Statins are indicated for high blood levels of LDL-cholesterol and for patients with cardiovascular risk ≥7.5 % [31]. For every reduction of 40 mg/dL in LDL-cholesterol, there is a corresponding 24 % reduction in major cardiovascular events [15, 17, 32, 33].

Statins should also be considered for patients with atherosclerosis [9, 31, 34], diabetes mellitus, asymptomatic patients with multiple risk factors (>5 % cardiovascular risk in 10 years), hypertriglyceridemia (TG > 500 mg/dL need statins combined to fibrates), and >21 years with elevated LDL [33]. Low levels of HDL-cholesterol are independent and are an inverse predictor of cardiovascular disease, since for every 1 mg/dL increase in HDL, there is a lowering in 2–3 % for the risk of coronary artery disease .

There is no target LDL-cholesterol to achieve [6, 11, 12, 17]. The main objective of treatment is to decrease LDL level by 50 % or more. For every 1 mmol/L (40 mg/dL) reduction of LDL, cardiovascular morbidity decreases in 22 % [15, 27, 33].

Benefits are seen in reduction:

Regular blood tests, such as cholesterol and fractions , liver function, and non-HDL (includes also apolipoprotein B), should be evaluated to confirm response to treatment and adhesion to treatment [15, 16, 32].

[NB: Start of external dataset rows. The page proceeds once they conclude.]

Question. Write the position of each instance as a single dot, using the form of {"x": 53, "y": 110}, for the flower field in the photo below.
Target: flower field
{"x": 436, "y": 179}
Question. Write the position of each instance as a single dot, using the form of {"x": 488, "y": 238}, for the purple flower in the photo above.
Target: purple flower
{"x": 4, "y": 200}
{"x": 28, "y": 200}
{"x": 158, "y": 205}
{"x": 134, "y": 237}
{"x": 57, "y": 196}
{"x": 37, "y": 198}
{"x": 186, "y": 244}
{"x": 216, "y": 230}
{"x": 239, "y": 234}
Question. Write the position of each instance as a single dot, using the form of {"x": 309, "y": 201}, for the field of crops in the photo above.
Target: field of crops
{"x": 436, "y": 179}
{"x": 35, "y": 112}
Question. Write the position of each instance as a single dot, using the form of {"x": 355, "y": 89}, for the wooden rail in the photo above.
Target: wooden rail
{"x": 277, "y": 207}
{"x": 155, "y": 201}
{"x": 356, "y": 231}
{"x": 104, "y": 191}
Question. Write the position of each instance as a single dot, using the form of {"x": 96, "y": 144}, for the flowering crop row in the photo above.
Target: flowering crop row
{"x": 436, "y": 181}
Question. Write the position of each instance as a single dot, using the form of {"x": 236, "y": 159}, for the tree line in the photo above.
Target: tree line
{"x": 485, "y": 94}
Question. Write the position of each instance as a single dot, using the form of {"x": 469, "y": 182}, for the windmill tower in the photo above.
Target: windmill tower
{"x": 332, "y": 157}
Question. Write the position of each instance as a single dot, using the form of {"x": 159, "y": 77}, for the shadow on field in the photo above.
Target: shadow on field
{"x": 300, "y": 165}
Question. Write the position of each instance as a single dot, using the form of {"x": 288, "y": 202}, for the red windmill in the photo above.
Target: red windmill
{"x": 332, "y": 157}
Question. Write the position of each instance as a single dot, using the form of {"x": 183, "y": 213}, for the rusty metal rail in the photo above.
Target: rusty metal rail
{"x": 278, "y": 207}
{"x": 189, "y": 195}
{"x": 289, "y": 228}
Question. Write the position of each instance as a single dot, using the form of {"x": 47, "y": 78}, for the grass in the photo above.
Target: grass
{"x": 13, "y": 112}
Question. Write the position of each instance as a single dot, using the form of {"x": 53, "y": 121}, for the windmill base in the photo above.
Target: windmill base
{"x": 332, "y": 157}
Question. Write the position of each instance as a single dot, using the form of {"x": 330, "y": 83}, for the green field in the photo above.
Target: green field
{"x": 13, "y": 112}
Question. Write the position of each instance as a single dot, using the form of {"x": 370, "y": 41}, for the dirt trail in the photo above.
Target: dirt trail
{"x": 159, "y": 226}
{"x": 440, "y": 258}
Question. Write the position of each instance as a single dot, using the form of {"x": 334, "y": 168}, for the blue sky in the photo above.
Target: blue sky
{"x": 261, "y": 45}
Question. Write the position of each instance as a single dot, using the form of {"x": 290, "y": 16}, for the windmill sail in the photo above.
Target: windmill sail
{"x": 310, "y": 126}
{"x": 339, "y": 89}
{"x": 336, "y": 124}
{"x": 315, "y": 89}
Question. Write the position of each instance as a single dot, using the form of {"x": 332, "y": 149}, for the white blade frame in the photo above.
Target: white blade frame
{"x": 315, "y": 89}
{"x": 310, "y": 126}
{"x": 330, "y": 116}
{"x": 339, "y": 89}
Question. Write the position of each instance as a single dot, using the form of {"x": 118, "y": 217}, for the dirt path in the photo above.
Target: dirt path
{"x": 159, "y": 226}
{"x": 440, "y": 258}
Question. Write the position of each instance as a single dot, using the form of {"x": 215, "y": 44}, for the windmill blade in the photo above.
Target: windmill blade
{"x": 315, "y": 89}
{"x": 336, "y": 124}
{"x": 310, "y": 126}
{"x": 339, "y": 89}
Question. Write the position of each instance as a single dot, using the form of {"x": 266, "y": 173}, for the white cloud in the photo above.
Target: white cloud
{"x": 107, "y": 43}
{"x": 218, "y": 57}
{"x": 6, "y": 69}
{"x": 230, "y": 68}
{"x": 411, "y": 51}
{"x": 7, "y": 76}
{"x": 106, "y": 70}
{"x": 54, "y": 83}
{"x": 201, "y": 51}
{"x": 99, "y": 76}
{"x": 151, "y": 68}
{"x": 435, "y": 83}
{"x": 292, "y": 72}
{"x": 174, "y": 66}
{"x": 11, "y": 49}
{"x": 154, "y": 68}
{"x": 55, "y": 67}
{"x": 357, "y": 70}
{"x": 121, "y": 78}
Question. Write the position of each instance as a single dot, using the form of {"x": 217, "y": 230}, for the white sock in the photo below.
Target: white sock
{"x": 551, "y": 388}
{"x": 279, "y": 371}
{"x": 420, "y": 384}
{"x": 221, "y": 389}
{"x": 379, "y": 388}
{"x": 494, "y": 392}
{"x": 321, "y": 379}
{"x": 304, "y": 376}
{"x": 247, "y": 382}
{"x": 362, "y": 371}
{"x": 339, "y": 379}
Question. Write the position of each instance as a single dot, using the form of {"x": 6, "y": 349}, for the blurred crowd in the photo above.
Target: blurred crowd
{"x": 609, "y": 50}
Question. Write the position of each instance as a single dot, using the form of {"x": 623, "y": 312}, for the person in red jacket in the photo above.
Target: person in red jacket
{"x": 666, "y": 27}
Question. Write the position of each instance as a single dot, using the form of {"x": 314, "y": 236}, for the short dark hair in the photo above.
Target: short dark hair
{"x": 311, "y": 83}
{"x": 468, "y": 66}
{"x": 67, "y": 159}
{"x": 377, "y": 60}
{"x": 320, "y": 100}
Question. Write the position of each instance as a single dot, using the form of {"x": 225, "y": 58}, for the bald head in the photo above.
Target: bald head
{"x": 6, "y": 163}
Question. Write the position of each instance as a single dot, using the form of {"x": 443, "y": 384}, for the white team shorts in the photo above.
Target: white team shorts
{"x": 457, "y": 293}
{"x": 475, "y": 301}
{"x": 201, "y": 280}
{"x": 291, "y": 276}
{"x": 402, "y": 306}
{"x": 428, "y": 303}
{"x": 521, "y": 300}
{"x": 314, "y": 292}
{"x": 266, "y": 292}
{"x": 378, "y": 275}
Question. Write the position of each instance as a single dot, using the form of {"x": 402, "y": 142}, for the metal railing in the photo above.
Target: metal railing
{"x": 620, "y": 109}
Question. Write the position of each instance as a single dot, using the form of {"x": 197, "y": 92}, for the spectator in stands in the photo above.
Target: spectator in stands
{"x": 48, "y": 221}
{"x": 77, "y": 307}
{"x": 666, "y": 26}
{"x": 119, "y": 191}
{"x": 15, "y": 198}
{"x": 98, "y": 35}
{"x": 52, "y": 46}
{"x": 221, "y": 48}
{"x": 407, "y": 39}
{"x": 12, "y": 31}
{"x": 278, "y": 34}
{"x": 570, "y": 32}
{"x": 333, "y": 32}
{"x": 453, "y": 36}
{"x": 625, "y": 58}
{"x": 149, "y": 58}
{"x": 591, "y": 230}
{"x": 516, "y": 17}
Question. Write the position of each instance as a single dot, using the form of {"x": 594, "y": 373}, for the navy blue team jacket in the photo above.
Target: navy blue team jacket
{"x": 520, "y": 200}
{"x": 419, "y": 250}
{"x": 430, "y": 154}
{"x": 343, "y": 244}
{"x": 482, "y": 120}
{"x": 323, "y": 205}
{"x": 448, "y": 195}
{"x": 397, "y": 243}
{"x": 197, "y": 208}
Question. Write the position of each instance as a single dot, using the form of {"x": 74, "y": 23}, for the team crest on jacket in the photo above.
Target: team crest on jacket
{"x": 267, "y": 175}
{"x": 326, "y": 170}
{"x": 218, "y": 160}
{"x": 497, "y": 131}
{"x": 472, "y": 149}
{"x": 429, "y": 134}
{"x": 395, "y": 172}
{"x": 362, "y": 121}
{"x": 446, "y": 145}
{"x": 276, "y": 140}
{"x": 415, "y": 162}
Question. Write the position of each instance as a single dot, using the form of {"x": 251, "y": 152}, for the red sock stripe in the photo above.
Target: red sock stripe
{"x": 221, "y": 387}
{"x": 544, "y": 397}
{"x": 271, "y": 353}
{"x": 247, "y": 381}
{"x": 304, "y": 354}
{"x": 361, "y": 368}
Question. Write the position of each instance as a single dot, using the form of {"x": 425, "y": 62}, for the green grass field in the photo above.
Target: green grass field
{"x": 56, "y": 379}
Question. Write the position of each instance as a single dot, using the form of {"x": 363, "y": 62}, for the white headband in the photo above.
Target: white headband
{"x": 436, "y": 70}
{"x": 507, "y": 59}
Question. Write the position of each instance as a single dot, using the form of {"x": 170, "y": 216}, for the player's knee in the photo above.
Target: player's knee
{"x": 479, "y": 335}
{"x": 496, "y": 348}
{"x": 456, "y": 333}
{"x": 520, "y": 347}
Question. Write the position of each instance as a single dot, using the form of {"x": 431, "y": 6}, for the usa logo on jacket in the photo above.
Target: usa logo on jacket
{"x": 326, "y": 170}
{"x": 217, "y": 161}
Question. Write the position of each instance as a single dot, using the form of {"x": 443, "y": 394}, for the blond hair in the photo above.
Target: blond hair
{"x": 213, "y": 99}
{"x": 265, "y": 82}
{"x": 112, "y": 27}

Intensive statin regimens reduce 15 % more cardiovascular events than less intensive therapy and are indicated for patients with peripheral artery disease [8, 9, 38], with 13 % reduction of coronary death and nonfatal myocardial infarction, 19 % reduction of coronary revascularization, and 16 % reduction of ischemic stroke, but with elevation of hepatic enzymes [31, 39]. In more intensive regimens, for each 1 mmol/L (40 mg/dL) reduction in LDL, all-cause mortality and coronary artery disease were reduced in 10 % and 20 %, respectively [15, 17, 18, 27, 29, 40]. Intensive regimen is recommended for patients with >7.5 % CV risk and >75 years without contraindications [33].

High intensive regimen : Atorvastatin 80 mg and rosuvastatin 20–40 mg [33].

Moderate intensive regimen : Atorvastatin 10–20 mg, rosuvastatin 5–10 mg, simvastatin 20–40 mg, pravastatin 40–80 mg, lovastatin 40 mg, fluvastatin 40 mg bid, fluvastatin XL 80 mg, pitavastatin 2–4 mg [33].

Low intensity regimen : Simvastatin 10 mg, pravastatin 10–20 mg, lovastatin 20 mg, fluvastatin 20–40 mg, pitavastatin 1 mg [33].